第19話 証明するの。

 クィーンアントを自分が倒したことを証明するため、レイニィは商人たちの前で魔法を使って見せることになった。

 しかし、自分で特訓はしてみたが、思うように魔法を使えるようにならなかった。

 後は、ぶっつけ本番の奇跡に賭けるしかない。

 レイニィは意気込んでいた。


「それじゃあレイニィ、あの的を攻撃してくれ」

「はい、いきますの!」


 レイニィは的の案山子に手を向け、集中して魔力を集める。


 一生懸命に何かを成し遂げようとする子供は、健気で、可愛らしいものである。商人達から応援の声が上がる。


「頑張れ」

「集中、集中」

「もう少しだ」

「レイニィたん。ハアハア」


 レイニィは、なおも魔力を集めていくが、魔法が放たれることはない。


「あー。やっぱり無理かな?」

「諦めてもいいんだよ」

「頑張ったのはよくわかったよ」

「レイニィたん。可哀想――」


 それでもレイニィは諦めない。魔力を集め続ける。


「そろそろ諦めたらどうだ」

「勝手にやらせておけ。私たちはクィーンアントの値段を決めよう」

「そうだな。誰のものになるか決めなければな」


(何勝手なこと言ってるの! あれは私のよ!! 勝手に持って行かないで!!! 私はあれで温度計を作るのだからーーー!!!!)


 レイニィの怒りが爆発した。


「温度計作るんだから、駄目なの!!」


 その途端、レイニィが集めていた魔力が解き放たれた。


 ピカ! ビカビカ! バシ! バリバリ! どかーん!!


 レイニィから放たれた魔力は、的の案山子を黒炭と化し消滅させ、その後ろの林を引き裂いていった。


 商人達はびっくりして腰を抜かしている。

 父親のゲイルも余りの威力に開いた口が塞がらない。

 魔法を放ったレイニィ自身も呆けている様子だ。


 そこに一人の少女が出てきてレイニィに声をかけた。

 その少女の耳は尖っていた。


「流石は大魔術師の仮職(プレジョブ)を得ただけはあるわね。まさかこれ程とは思わなかったわ」

「あなたは?」


 レイニィは正気を取り戻し、少女に問い掛けた。


「エルダよ。ご覧の通りエルフなの」


 エルダはそう言って、自分の耳を触る。


「あなたの魔術の先生として来たのだけれど。必要なかったかしら?」


 エルダは引き裂かれた林の方に目をやる。


「そんなことないの! 先生を待ってたの。私、レイニィなの。よろしくお願いしますなの」

「レイニィね。こちらこそよろしくね」


「はい! なの!」


 腰を抜かした大人達を放って、二人で盛り上がるレイニィとエルダだった。



 結局クィーンアントは、レイニィが倒したことが認められ、レイニィのものとなった。

 その上で、脚以外の頭と胴体が商人に販売された。その値段は、白金貨百二十枚。

 当初、完全な形で白金貨百枚といわれていたのだから、脚がないことを考えると倍近い値段となった。
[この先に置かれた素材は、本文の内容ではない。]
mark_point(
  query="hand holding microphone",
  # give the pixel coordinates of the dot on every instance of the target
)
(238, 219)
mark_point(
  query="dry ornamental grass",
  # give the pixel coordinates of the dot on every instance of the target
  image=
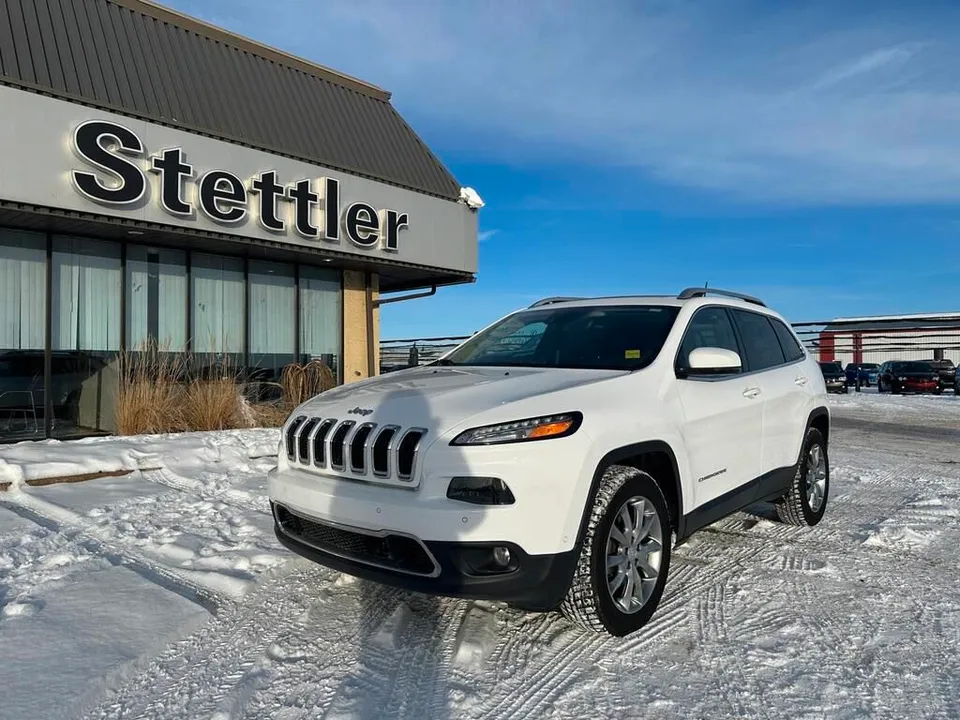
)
(161, 392)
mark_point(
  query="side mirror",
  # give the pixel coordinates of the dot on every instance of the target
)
(713, 361)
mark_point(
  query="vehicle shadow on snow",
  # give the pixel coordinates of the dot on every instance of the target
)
(402, 664)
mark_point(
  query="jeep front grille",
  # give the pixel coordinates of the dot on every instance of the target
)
(382, 453)
(393, 551)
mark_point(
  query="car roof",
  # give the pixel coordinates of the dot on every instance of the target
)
(661, 300)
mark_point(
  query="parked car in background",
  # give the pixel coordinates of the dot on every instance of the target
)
(918, 376)
(868, 373)
(947, 372)
(834, 377)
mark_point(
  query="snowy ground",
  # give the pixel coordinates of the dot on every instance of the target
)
(163, 594)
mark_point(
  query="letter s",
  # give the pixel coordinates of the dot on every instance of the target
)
(87, 140)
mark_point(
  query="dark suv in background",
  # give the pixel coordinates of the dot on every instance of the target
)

 何故これ程までに値が上がったかというと、レイニィの魔法のせいである。

 あれだけの魔法を見せ付けられ、ある者はこの件で恨みを買い、報復を恐れて、また、ある者はお近付きになるために、値を吊り上げていったのであった。


 こうして、レイニィは五歳にして白金貨百二十枚を得たのだった。

 しかし、レイニィにとっては、白金貨百二十枚よりも、温度計の材料が手に入ったことの方が百倍嬉しかった。